Konchalski saw as many games and players as he could up and down the Northeast corridor and at big national events, even though he never learned to drive. He relied on a massive network of friends he made in the basketball community and on public transportation.

He wrote about as many players as he could in HSBI, and not just those who would go on to play for the blue-blood programs and professionally.

"People used to call him ‘The Glider’ because he would slip into a gym unnoticed, find a spot up high and take his notes on that yellow pad," said Rob Pavinelli, who coached St. Dominic through many powerhouse years from 1995-2010. "You could always count on him at the big games. He was good to so many people."

"Sure, there were the McDonald’s All-Americans, but he did an enormous service to those who coached the smaller Division I programs and in Division II and III and so many who ended up playing for them," Wright said.

"When you’re Division II or III, you don’t have the resources to go out and evaluate all these guys numerous times. He would do that. And he’s the guy you trust . . . Division II and Division III?The pool is vast and he’d seen everybody and you could take a kid sight unseen on his word. You could call him and he’d say, ‘I’ve seen him, I know your league and team and he would be a very good fit.’ "

Konchalski never had an unkind word about any player. Rather than tell a coach an athlete had a deficiency, he’d simply say, "He wasn’t a good fit."

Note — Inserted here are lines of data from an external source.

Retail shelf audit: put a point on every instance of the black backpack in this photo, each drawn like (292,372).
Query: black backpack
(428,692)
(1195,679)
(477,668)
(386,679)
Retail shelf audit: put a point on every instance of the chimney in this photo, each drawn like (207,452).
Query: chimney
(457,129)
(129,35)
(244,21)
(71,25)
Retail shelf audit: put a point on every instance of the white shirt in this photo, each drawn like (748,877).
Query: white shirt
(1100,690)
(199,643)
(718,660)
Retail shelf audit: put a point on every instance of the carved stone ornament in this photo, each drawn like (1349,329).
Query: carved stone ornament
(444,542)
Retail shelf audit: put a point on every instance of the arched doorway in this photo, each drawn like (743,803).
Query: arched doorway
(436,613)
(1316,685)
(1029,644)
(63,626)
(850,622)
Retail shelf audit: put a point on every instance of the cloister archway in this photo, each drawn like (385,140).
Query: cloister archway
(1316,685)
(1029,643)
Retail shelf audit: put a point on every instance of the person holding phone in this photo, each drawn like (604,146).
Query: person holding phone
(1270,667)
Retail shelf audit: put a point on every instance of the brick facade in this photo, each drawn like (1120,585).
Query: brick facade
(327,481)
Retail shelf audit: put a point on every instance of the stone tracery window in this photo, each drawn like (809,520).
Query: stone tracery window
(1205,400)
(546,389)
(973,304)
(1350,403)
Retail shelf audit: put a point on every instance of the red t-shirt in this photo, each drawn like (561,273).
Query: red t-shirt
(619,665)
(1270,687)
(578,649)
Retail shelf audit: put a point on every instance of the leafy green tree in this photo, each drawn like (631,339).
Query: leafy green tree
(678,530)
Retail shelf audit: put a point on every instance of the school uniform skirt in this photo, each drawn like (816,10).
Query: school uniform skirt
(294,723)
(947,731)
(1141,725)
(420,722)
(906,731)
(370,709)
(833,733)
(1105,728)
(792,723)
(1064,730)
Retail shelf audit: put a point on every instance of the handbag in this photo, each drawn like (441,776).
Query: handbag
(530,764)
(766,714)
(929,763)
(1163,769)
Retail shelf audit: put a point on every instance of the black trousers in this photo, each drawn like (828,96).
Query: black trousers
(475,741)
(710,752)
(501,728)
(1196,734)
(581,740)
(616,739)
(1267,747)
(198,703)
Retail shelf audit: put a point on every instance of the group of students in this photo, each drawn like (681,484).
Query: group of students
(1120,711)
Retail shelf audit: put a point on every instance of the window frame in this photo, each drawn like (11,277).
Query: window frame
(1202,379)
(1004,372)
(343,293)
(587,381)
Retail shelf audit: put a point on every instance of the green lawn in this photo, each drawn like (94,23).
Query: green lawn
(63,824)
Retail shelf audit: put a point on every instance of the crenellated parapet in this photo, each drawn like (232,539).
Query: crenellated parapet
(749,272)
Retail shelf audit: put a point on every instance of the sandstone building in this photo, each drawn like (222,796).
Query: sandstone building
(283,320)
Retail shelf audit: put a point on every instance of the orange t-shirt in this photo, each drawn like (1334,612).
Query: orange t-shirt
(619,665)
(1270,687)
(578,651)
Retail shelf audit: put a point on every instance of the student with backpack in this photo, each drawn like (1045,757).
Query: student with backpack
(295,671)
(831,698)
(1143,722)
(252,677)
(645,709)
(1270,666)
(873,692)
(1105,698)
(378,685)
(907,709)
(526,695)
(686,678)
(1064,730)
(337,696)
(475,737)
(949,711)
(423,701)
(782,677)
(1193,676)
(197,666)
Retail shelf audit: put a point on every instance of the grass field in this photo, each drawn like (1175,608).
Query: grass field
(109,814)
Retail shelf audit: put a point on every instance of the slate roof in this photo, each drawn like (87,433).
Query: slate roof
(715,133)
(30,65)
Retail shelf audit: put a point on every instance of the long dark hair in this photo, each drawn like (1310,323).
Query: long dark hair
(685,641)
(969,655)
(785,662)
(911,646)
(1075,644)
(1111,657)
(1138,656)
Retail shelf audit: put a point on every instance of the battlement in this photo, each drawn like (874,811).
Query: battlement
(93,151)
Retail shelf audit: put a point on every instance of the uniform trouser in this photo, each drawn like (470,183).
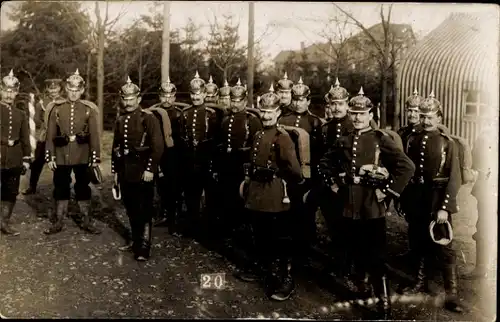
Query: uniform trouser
(138,201)
(37,164)
(10,183)
(365,240)
(273,234)
(62,182)
(170,187)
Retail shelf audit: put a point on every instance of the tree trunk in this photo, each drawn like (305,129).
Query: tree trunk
(100,67)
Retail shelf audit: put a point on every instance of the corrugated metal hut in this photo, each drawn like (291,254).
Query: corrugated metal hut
(459,61)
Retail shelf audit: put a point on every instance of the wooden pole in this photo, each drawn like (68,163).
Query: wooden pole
(165,53)
(250,58)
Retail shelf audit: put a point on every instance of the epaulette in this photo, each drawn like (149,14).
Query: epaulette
(91,105)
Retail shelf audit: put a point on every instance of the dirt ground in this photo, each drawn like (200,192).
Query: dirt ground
(77,275)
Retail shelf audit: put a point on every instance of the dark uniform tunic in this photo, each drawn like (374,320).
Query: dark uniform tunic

"Countless players have gone on to get scholarships and educations because of him," said Tim Cluess, who coached at St. Mary’s, Division II LIU Post and Iona. "He was such a caring guy."

Those who knew Konchalski marveled at his incredible memory for faces, names and members of your family and the way he took notes, lefthanded, writing on his pad from bottom to top. Konchalski never had a cellphone or VCR or answering machine. He typed HSBI on a typewriter and sent it by mail.

"And he had so many things he could tell you about the history of New York basketball and everyone you should be recruiting," Wright said. "If you were fortunate enough to be giving him a ride to or from a game, it was gold."